加藤清正くんの日記:第8回 回覧板
12月14日
戦国熊本限定回覧板が回ってきた。今月の連絡事項はふたつ。年末年始は夜、騒いだりお酒を飲みすぎたりして、近所にご迷惑をかけないこと、来年の年始の餅つき大会は1月3日朝9時から行われること。わしは了解し、印を押した。
近所の家からこの回覧板が6番目にわしに回ってきて、次に回す7番目の人間は、お隣さんの小西行長だ。嗚呼、小西に回覧板回す為だけに、この寒い中、外に出たくない。しかし、早く小西に回さないと、8番目の向かいの屋敷のおばさんに迷惑をかける。
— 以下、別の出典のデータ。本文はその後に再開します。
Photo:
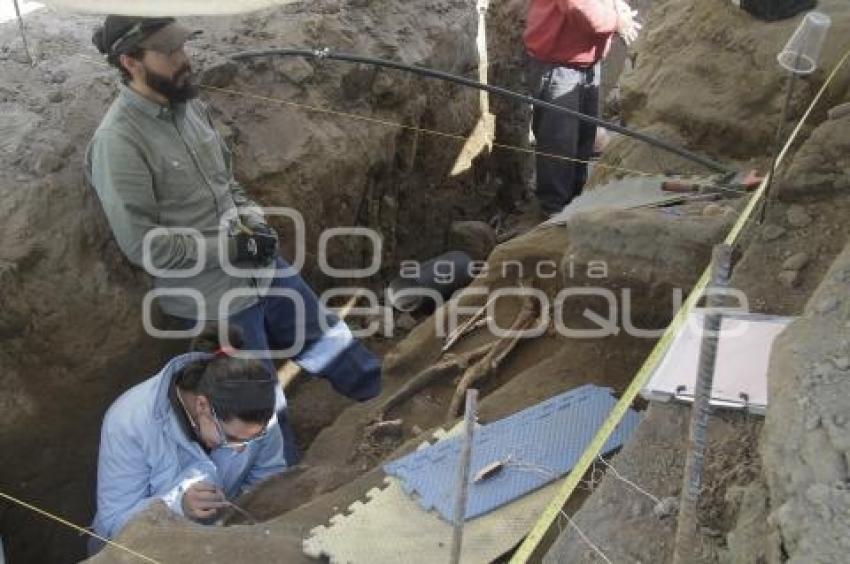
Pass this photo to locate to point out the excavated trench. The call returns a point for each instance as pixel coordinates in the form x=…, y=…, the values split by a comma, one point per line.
x=70, y=303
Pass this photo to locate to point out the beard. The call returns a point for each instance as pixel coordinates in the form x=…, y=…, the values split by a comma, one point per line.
x=176, y=89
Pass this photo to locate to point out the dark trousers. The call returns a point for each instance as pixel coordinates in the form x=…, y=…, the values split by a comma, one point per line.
x=271, y=324
x=560, y=180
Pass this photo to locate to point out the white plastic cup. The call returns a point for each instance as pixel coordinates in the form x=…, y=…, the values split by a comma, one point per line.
x=800, y=55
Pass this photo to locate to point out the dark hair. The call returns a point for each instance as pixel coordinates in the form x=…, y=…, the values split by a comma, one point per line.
x=236, y=387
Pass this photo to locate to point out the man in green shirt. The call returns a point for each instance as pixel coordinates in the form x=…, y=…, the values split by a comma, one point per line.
x=164, y=178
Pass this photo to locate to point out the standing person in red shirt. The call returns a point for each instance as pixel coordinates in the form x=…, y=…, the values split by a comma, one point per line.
x=565, y=41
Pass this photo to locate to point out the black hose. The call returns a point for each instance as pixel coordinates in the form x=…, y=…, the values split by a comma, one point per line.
x=504, y=92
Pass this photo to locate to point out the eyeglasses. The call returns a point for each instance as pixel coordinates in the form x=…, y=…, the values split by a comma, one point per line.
x=234, y=443
x=226, y=440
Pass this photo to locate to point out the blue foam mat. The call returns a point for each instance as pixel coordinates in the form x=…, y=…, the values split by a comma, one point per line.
x=538, y=445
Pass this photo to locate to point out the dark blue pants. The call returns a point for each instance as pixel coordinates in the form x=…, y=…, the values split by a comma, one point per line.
x=271, y=324
x=560, y=180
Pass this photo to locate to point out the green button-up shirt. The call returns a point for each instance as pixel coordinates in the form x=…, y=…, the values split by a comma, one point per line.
x=166, y=167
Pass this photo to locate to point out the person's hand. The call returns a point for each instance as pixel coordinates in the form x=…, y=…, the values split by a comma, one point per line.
x=203, y=500
x=628, y=27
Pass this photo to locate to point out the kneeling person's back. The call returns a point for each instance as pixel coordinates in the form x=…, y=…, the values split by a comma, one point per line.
x=197, y=434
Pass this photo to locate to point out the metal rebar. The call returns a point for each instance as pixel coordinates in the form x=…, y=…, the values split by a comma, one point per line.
x=463, y=473
x=687, y=537
x=23, y=32
x=499, y=91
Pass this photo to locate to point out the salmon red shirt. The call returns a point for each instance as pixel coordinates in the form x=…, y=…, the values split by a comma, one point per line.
x=570, y=32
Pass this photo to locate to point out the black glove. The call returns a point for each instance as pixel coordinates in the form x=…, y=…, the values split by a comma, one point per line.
x=266, y=240
x=254, y=247
x=243, y=249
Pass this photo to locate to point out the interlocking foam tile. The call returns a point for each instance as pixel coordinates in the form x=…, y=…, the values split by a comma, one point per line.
x=537, y=446
x=740, y=371
x=391, y=528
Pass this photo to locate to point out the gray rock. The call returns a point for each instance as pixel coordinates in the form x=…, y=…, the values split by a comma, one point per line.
x=827, y=305
x=475, y=238
x=772, y=232
x=796, y=261
x=789, y=278
x=798, y=216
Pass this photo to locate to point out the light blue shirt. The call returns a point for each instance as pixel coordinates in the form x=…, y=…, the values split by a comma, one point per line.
x=145, y=455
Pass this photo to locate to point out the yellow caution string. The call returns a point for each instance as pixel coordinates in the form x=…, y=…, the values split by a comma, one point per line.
x=532, y=545
x=83, y=530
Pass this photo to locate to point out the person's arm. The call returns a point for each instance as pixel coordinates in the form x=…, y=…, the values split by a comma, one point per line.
x=269, y=460
x=247, y=206
x=602, y=15
x=123, y=481
x=124, y=185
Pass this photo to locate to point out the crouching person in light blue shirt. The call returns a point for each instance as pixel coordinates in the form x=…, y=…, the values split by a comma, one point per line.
x=197, y=434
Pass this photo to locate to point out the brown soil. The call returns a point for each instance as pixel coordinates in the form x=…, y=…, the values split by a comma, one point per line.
x=77, y=298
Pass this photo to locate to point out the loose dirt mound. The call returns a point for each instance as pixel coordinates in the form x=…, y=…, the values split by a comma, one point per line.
x=706, y=76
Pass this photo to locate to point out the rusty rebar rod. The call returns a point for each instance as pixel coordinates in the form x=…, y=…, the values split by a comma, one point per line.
x=463, y=474
x=687, y=531
x=23, y=33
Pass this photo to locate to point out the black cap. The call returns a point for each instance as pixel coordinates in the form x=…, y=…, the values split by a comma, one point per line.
x=234, y=396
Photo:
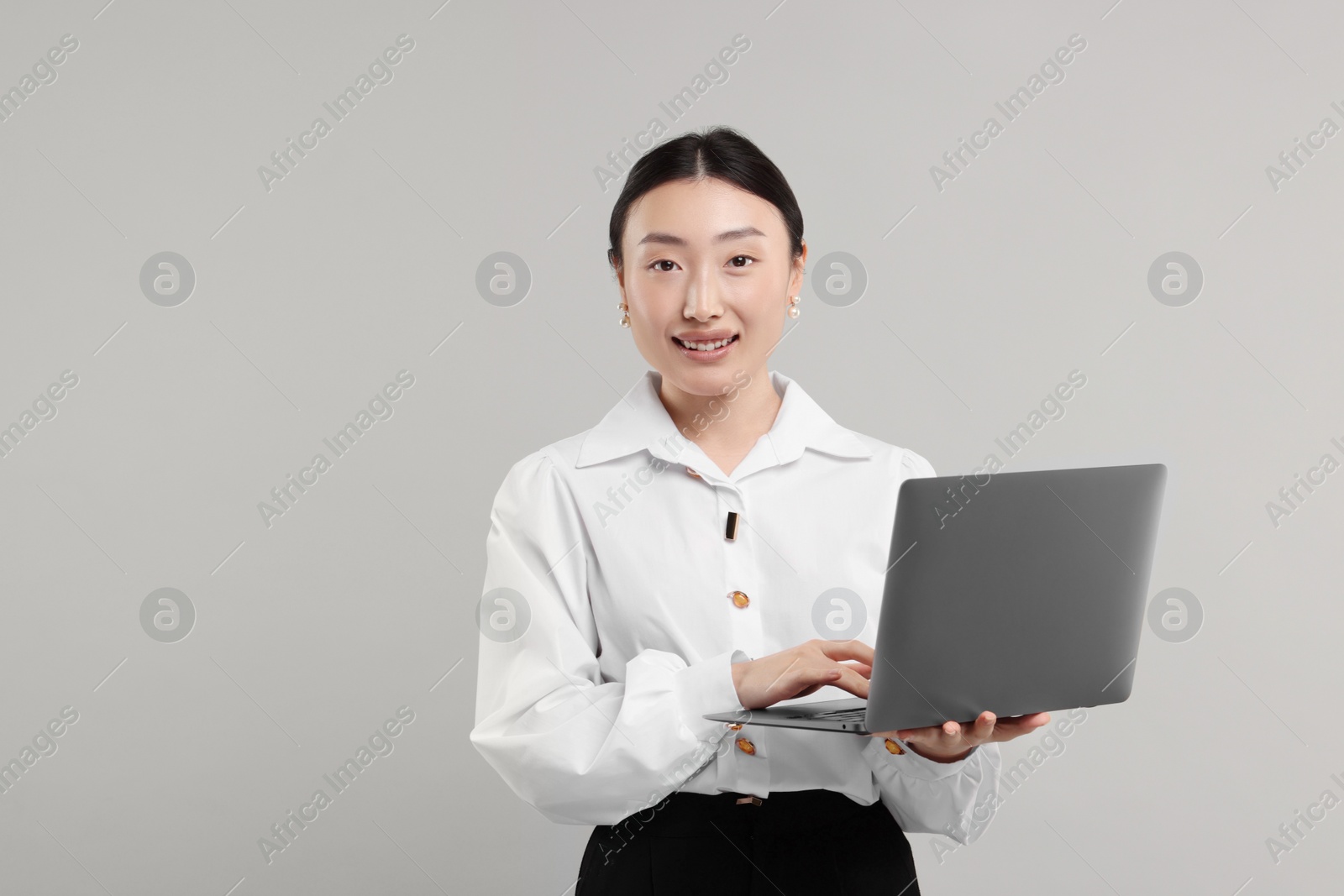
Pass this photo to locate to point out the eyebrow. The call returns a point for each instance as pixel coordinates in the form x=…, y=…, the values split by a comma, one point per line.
x=722, y=238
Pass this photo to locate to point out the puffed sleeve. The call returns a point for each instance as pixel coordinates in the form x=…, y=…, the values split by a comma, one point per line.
x=578, y=748
x=953, y=799
x=956, y=799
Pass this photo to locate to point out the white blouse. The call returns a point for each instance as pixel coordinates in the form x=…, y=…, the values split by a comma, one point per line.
x=615, y=604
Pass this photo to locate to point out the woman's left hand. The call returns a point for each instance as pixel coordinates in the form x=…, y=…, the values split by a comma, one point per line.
x=952, y=741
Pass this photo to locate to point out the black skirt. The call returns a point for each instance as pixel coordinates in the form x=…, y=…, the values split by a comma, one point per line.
x=792, y=842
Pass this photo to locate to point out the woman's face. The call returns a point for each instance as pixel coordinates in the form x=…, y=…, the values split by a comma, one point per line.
x=706, y=261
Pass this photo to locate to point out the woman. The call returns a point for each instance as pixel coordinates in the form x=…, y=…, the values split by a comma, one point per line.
x=682, y=558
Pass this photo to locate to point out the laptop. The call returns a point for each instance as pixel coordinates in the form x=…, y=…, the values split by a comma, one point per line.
x=1015, y=593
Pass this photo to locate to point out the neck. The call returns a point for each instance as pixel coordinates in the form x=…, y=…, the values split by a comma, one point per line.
x=725, y=425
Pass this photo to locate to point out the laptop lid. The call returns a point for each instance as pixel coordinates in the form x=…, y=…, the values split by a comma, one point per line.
x=1015, y=593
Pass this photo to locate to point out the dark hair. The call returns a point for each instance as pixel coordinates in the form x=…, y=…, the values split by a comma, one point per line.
x=718, y=152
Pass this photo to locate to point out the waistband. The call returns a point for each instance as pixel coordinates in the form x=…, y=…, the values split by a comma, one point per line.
x=793, y=812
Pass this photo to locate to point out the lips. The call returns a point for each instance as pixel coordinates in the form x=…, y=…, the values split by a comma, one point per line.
x=705, y=343
x=706, y=356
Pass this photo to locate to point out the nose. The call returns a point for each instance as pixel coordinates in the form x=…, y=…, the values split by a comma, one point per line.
x=702, y=301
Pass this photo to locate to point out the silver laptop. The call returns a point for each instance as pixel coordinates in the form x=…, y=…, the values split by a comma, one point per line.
x=1014, y=593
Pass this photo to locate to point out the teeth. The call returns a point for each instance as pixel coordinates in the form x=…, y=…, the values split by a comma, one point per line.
x=706, y=347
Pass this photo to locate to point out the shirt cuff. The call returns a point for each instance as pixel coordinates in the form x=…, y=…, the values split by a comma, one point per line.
x=911, y=763
x=707, y=687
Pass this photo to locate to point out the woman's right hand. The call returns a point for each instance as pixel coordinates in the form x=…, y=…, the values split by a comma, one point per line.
x=801, y=671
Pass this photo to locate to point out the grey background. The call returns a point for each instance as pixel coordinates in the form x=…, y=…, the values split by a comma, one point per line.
x=362, y=261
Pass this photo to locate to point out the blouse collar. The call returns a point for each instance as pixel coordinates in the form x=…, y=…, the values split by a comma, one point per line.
x=640, y=422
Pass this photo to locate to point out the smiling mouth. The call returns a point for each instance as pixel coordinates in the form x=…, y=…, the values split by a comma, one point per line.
x=706, y=347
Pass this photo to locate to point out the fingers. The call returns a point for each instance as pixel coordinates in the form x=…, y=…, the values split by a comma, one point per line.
x=846, y=651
わしは意を決して、冷たい風の中、小西の屋敷の門を叩いた。小西がもそもそ出てきた。「嗚呼、今月のこの回覧板なら、清正が留守の間、先に回ってきて、もう見たよ。印するの忘れてた、ごめん。」と小西は私の目の前で回覧板に印を押した。「悪いけど向かいのおばさんに、回覧板回しといてくれる?よろしくね。」と小西は言って、門を閉めた。嗚呼、この世に回覧板さえなければ。いや、小西だ。小西が隣り近所なのが全ていけないのだ。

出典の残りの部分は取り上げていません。